DoncaBrown wrote:With your permission: I will try out your DCTL's
Off course. I think most of them are from github as well. There are so many good ones on github that one day I just searched for DCTL resolve and list was extensive. So I downloaded many of them to try out, and most are pretty useful or cool effects. Some were specialized for technical conversions that suit some workflows I don't use. some are Creative effects and some are for testing, like color charts and stuff.
Probably the thing I really liked is the sharpening one. This one. comes as a fuse and DCTL.
The following fuse is based on the Contrast Adaptive Sharpening algorithm of the AMD FidelityFX project for developers.CAS adjusts the amount of sharpening per pixel to target an even level of sharpness across the image. Areas of the input image that are already sharp are sharpened less, while areas that lack detail are sharpened more. This allows for higher overall natural visual sharpness with fewer artifacts.
https://gpuopen.com/fidelityfx-cas/https://www.steakunderwater.com/wesuckl ... php?t=6107P.S.
If you either use it with nodes or as a fuse, use luminosity blend more after applying it, to only apply sharpening on the luma. This can help avoid unnecessary artifacts.
A nice comment from Liftgammagain Forum about CAS:
https://www.liftgammagain.com/forum/ind ... ost-1731790. CAS_Sharp should work better in Linear, according to AMD's documentation.
1. CAS_Sharp works better than ordinary sharpening with high-contrast areas - lights, tree branches with sky background, etc. They are not oversharpened and have less haloes.
2. CAS_Sharp does not work as well with small details. It ehnances noise and compression artefacts in the footage very well. Therefore, noise reduction is needed if the footage is noisy.
3. CAS_Sharp is not as "powerful" as ordinary sharpening.
4. CAS_Sharp produces artefacts on the pure black parts of the image.
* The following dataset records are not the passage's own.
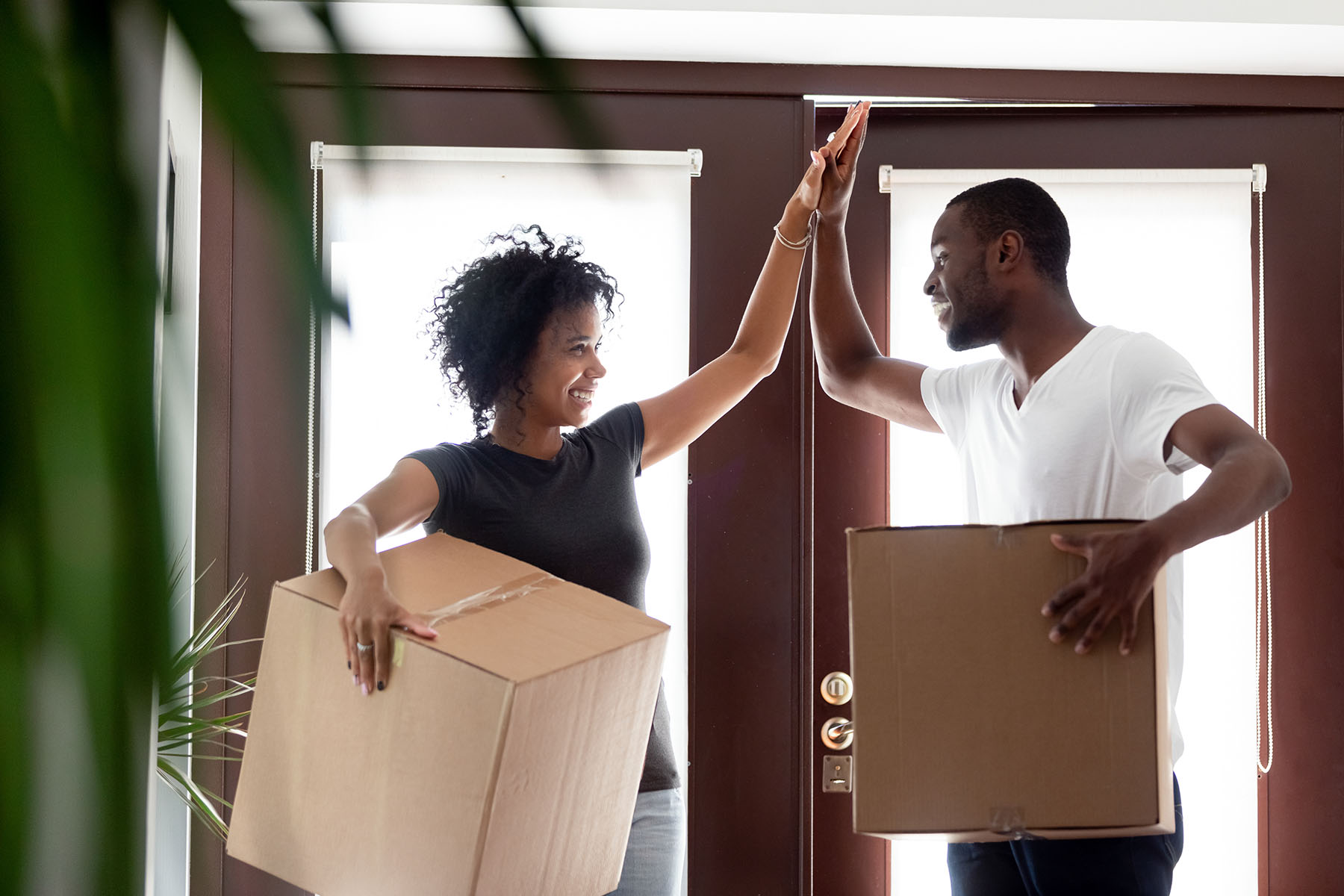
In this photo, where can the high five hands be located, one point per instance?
(841, 160)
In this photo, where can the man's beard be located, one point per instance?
(977, 319)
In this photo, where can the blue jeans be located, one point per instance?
(656, 847)
(1107, 867)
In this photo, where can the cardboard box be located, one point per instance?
(969, 723)
(503, 758)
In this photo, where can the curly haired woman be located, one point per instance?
(517, 337)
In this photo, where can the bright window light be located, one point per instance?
(1172, 260)
(391, 237)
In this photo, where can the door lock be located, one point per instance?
(838, 688)
(835, 774)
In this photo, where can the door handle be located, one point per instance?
(838, 732)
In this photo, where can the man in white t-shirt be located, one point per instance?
(1073, 422)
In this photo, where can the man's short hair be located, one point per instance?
(1019, 205)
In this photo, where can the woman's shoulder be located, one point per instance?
(623, 425)
(452, 454)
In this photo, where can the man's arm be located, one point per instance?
(1248, 477)
(851, 368)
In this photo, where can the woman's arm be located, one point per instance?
(367, 610)
(678, 417)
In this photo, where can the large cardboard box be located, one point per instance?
(969, 723)
(502, 759)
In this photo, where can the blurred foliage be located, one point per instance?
(188, 707)
(84, 609)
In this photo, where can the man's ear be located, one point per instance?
(1009, 249)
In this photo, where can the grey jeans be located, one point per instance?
(656, 847)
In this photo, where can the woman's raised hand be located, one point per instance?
(806, 198)
(841, 155)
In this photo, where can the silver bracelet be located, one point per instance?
(797, 245)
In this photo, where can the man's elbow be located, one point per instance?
(836, 381)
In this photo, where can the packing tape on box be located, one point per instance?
(1008, 821)
(499, 594)
(472, 602)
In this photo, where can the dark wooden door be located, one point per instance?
(1301, 798)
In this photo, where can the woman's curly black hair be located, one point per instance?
(488, 320)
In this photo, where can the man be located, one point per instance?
(1073, 422)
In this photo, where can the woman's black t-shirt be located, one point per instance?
(573, 516)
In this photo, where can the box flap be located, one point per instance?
(494, 612)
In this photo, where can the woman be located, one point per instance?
(517, 336)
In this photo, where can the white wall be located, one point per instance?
(175, 394)
(1234, 37)
(1287, 13)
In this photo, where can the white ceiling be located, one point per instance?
(1228, 37)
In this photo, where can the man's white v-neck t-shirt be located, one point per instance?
(1085, 445)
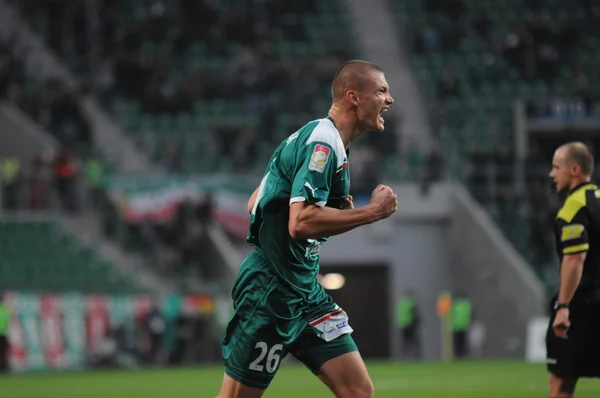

For example, blanking turns white.
CAS_Sharp has three sliders: Contrast, Shift, and Global Blend.
Contrast - increases or decreases amount of contrast between selected areas. Good contrast values - 0.100 to 0.400. Values over 0.800 produce nasty artefacts.
Shift - selects areas to which contrast applies. You can think about them as frequency bands. Shift 1 - smallest details, noise. Shift 10 - biggest details, face features. Good Shift values - 1 to 4. Bigger values tend to produce haloes around high contrast edges.
Global Blend - blends the result with the image. Blend won't fix artefacts of cranked contrast, or haloes at Shift 6 and above. Good Global Blend values - 0.6 for Shift 4, 0.9 for Shift 1.